Обсуждение: PostgreSQL Data Loss

Поиск
Список
Период
Сортировка

PostgreSQL Data Loss

От
BluDes
Дата:
Hi everyone, I have a problem with one of my costomers.
I made a program that uses a PostgreSQL (win32) database to save its data.
My customer claims that he lost lots of data reguarding his own clients 
and that those data had surely been saved on the database.
My first guess is that he is the one who deleted the data but wants to 
blame someone else, obviously I can't prove it.

Could it be possible for PostgreSQL to lose its data? Maybe with a file 
corruption? Could it be possible to restore these data?

My program does not modify or delete data since its more like a log that 
only adds information. It is obviously possible to delete these logs but 
it requires to answer "yes" to 2 different warnings, so the data can't 
be deleted accidentally.

I have other customers with even 10 times the amount of data of the one 
who claimed the loss but no problems with them.
He obviously made no backups (and claims whe never told him to do them 
so we are responsible even for this) though the program has a dedicated 
Backup-section.

Any suggestion?

Daniele


Re: PostgreSQL Data Loss

От
Heikki Linnakangas
Дата:
BluDes wrote:
> I made a program that uses a PostgreSQL (win32) database to save its data.

What version of PostgreSQL is this?

> My customer claims that he lost lots of data reguarding his own clients 
> and that those data had surely been saved on the database.
> My first guess is that he is the one who deleted the data but wants to 
> blame someone else, obviously I can't prove it.

Did he lose all data in one table, or just some rows? Or is there some 
other pattern?

> Could it be possible for PostgreSQL to lose its data? 
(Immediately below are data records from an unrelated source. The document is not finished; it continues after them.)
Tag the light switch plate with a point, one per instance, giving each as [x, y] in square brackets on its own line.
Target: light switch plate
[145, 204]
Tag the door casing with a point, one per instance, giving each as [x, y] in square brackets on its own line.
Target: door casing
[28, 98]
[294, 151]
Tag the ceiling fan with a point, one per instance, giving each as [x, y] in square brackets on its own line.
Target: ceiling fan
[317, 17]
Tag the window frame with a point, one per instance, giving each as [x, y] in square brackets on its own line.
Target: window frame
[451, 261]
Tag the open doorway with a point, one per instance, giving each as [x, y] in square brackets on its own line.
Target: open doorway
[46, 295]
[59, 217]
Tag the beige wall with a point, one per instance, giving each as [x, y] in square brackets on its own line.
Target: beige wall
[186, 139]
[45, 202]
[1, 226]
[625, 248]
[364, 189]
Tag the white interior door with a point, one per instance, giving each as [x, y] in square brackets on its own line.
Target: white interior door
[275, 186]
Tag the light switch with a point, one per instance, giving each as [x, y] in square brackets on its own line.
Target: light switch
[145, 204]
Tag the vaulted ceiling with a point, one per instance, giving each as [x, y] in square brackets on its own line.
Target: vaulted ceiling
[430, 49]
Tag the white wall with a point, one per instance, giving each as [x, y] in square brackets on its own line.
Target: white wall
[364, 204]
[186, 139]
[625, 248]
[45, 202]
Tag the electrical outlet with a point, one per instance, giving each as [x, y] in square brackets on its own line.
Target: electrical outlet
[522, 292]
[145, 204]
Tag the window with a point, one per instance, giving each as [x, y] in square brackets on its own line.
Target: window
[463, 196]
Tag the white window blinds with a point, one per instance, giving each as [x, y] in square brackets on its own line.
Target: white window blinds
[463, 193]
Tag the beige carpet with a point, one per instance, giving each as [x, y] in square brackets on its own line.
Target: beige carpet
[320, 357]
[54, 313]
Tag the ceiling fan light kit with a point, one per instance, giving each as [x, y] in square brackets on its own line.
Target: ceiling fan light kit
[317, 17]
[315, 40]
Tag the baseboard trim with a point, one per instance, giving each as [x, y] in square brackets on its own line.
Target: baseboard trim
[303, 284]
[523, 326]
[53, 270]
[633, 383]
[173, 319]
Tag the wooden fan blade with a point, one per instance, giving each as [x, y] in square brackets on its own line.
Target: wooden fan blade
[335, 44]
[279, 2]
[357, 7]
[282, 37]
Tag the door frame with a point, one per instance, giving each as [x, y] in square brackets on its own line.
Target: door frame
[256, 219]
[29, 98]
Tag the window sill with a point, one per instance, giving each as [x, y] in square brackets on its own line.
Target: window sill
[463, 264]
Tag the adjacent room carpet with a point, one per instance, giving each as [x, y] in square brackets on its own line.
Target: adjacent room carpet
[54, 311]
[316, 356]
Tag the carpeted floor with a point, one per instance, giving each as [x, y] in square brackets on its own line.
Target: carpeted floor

Not when properly installed.

> Maybe with a file corruption? 

I doubt it. You'd almost certainly get warnings or errors if there's 
corruption.

> Could it be possible to restore these data?

The first thing to do is to take a filesystem-level physical copy of the 
data directory to prevent further damage. Copy the data directory to 
another system for forensics.

You might be able to get a picture of what happened by looking at the 
WAL logs using the xlogviewer tool in pgfoundry.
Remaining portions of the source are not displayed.